The Covenant of Water by Abraham Verghese was published by Atlantic Books and costs R385 at Exclusive Books.


One of the reasons I love the publishing industry is that it often confronts you with people who have the wildest ideas for books. Usually, you indulge in the idea and say no. But sometimes, extremely weird books get published, and this is one of them.

The title is one of the many questions to which Andrew Thompson tries to provide a rational answer. My only attempt to summarise the answer to this question is: “Wool, among other things."

Other questions will make you realise how peculiar Thompson is: Why do women talk more than men but can't read roadmaps? Why does the date of Easter change? Do men and women gain weight in different parts of their bodies? How would you know when someone is lying to you?

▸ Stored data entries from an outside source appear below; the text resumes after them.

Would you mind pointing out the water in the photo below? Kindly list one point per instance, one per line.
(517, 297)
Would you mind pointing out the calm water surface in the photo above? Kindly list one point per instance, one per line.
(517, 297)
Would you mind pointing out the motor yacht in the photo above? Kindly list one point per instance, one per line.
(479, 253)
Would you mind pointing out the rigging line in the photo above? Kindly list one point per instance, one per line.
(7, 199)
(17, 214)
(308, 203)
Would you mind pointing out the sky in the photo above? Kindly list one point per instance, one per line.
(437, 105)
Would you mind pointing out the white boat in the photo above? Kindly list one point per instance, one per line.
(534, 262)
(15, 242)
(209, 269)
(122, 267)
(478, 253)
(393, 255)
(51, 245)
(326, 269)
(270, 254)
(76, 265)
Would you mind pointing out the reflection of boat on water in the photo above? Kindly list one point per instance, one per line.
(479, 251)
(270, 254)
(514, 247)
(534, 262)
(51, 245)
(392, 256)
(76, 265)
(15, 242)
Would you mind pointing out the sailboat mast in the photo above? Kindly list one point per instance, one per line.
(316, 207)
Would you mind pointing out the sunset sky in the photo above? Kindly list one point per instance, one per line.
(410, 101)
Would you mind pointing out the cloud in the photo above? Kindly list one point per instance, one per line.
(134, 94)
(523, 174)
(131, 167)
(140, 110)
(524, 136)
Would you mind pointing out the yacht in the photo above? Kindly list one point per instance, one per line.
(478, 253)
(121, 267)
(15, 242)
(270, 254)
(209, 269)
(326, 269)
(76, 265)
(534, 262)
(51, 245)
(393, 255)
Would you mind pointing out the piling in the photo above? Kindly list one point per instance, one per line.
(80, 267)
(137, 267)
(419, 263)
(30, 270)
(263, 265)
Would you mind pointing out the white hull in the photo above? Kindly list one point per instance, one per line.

Endless fun. A loo book if ever there was one!

What Did We Use Before Toilet Paper? by Andrew Thompson was published by Ulysses and costs R341 at Exclusive Books.

Reckless sandwiches

Bee Wilson is the daughter of journalist and historian AN Wilson. She is a political scientist but has forged a greater career out of her hobby — food.

She doesn't write ordinary cookbooks but enjoys describing the entire history of something from different perspectives and overwhelming us with recipes. You will never think of sandwiches again as two slices of bread with cheese and ham in between. Buy this book and be reckless.

My experiments got stuck on the “club sandwich" she learned from Louis De Gouy. On the first slice of toasted bread, you place egg salad with finely chopped olives. On the second slice of toasted bread, you place thin slices of tomato, anchovy fillets and finely chopped lettuce leaves. And then you crown it with a third slice of toasted bread.

Sandwich: A Global History by Bee Wilson was published by Reaktion Books and costs $9.99 on Kindle at Amazon.